Manotti C, Quintavalla R, Ugolotti U, Del Favero C, Dettori A G
Centro Malattie Emostatiche, Ospedale Regionale di Parma, Italy.
Invest Radiol. 1992 Dec;27(12):1025-30. doi: 10.1097/00004424-199212000-00009.
A few case reports have suggested a possible thrombogenic effect of nonionic contrast media. In vitro investigations have lead to conflicting results. The authors performed three ex vivo studies to evaluate the influence of an ionic, ioxaglate, and a nonionic, iopamidol, low-osmolality contrast medium on a series of clotting and fibrinolytic parameters, after intravenous or intra-arterial administration, during routine diagnostic procedures.
In the first study, iopamidol was given to 20 consecutive patients through an arterial catheter for digital subtraction arteriography (DSA). In the second study, iopamidol was compared with ioxaglate. The media were randomly and blindly administered intravenously to 21 consecutive patients undergoing brain computed tomography (CT). Finally, ioxaglate was administered intra-arterially to 20 consecutive patients, in a situation comparable with that of the first study.
In the first study, a weak anticoagulant effect and an activation of fibrinolysis were found, associated with indirect markers of thrombin generation, such as increased plasma levels of fibrinopeptide A (FpA) and thrombin-antithrombin III complexes (TAT). In the second study, no significant changes were seen with either contrast medium, for thrombin or fibrinolysis activation parameters. In the third study, the intra-arterially administered contrast medium elicited a marked increase of FpA and TAT, together with an anticoagulant effect.
Both ionic and nonionic contrast media are able to interfere with the clotting/fibrinolytic system in the general circulation when they are administered to patients at the usual dosages. Ioxaglate shows more marked anticoagulant and thrombin-generating effects than iopamidol. The procedure (ie, arterial catheter versus intravenous infusion) seems to be more important than the category of contrast medium in conditioning the magnitude of these effects.
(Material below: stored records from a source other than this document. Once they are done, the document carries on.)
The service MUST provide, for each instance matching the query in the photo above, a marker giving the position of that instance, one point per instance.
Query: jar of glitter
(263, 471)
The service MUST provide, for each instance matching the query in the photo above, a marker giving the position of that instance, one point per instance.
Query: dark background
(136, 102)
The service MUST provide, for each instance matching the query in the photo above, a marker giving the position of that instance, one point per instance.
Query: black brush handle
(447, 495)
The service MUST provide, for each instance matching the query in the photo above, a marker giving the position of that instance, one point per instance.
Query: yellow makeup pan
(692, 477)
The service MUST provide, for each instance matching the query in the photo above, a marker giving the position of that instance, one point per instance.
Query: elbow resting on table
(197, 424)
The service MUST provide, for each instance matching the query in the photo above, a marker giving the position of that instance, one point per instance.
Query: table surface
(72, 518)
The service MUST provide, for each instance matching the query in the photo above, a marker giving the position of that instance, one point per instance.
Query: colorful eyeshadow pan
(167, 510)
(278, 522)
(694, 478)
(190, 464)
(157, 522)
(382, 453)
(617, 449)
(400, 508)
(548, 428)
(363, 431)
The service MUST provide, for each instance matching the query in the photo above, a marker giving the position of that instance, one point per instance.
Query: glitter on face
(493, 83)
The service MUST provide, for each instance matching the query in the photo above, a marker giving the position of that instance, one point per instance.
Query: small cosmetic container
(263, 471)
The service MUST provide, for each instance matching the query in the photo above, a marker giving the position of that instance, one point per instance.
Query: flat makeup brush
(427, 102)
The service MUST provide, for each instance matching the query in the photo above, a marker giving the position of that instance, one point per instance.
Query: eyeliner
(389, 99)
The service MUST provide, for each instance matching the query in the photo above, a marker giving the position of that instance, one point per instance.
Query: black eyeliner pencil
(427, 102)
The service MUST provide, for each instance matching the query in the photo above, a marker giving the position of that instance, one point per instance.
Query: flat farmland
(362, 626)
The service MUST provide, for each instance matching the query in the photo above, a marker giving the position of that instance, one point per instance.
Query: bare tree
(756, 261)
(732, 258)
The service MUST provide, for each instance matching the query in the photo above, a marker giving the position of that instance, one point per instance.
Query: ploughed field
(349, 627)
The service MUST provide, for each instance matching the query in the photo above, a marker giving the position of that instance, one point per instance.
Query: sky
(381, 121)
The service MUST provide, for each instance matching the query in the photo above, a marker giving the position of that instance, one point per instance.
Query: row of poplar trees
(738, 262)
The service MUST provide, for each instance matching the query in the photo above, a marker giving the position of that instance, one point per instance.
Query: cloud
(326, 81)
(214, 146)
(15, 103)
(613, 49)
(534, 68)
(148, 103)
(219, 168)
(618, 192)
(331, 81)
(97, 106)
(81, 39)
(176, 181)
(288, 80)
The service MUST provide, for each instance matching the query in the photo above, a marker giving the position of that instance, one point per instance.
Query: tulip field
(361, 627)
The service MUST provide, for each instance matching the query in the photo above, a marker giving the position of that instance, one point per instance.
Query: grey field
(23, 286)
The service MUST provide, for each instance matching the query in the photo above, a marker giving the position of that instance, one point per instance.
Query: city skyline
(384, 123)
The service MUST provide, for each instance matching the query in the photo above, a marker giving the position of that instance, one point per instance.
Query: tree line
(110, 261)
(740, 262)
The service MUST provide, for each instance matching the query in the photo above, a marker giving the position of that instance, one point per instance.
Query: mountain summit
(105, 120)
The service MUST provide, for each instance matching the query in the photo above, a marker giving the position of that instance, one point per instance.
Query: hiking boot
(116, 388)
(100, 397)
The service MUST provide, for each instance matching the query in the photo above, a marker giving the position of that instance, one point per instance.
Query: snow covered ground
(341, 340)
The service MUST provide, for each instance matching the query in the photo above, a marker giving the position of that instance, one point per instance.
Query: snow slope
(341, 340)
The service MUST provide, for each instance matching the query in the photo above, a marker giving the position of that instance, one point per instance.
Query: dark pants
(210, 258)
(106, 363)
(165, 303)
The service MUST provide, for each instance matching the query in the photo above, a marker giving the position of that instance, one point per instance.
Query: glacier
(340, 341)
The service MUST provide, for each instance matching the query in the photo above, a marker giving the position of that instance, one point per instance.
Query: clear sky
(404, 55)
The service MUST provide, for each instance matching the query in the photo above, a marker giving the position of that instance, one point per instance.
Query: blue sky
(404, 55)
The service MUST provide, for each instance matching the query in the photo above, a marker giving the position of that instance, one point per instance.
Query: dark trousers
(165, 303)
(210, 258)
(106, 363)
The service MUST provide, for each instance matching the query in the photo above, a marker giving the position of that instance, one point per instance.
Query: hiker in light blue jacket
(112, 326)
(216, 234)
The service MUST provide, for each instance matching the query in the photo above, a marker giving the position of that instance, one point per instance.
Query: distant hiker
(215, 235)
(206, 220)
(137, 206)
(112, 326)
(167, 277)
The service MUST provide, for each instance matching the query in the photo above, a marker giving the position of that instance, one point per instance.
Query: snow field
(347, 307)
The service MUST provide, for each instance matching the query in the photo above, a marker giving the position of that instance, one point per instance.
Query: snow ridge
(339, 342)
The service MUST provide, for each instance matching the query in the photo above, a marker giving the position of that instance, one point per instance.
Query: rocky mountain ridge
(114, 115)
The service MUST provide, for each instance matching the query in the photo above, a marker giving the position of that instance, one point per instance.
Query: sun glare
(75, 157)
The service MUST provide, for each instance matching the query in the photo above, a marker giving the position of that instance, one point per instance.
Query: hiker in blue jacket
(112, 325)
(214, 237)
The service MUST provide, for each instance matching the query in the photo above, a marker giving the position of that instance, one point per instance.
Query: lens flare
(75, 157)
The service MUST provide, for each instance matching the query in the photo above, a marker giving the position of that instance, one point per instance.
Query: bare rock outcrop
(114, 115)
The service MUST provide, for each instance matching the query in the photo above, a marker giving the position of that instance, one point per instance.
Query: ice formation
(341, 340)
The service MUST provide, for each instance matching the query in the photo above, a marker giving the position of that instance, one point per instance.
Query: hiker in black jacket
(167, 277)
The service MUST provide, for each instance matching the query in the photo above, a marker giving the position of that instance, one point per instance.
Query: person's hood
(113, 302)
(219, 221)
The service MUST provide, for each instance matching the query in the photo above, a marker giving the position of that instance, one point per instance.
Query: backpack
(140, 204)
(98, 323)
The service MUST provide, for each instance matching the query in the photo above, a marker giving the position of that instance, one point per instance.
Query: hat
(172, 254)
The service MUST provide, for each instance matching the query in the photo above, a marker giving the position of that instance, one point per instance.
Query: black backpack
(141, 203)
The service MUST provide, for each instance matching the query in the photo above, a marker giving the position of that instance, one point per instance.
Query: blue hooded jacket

少数病例报告提示非离子型造影剂可能具有致血栓形成作用。体外研究结果相互矛盾。作者进行了三项体外研究,以评估离子型造影剂碘克沙醇和非离子型造影剂碘帕醇这两种低渗造影剂在常规诊断程序中经静脉或动脉给药后,对一系列凝血和纤溶参数的影响。
在第一项研究中,通过动脉导管向20例连续患者给予碘帕醇用于数字减影血管造影(DSA)。在第二项研究中,将碘帕醇与碘克沙醇进行比较。将这两种造影剂随机且盲法静脉给予21例连续接受脑部计算机断层扫描(CT)的患者。最后,在与第一项研究类似的情况下,向20例连续患者动脉内给予碘克沙醇。
在第一项研究中,发现有微弱的抗凝作用和纤溶激活,伴有凝血酶生成的间接标志物,如血浆纤维蛋白肽A(FpA)水平升高和凝血酶 - 抗凝血酶III复合物(TAT)增加。在第二项研究中,两种造影剂对凝血酶或纤溶激活参数均未产生显著变化。在第三项研究中,动脉内给予的造影剂引起FpA和TAT显著增加,同时伴有抗凝作用。
离子型和非离子型造影剂以常规剂量给予患者时,均能干扰体循环中的凝血/纤溶系统。碘克沙醇比碘帕醇表现出更明显的抗凝和凝血酶生成作用。在调节这些作用的程度方面,给药途径(即动脉导管给药与静脉输注)似乎比造影剂类别更重要。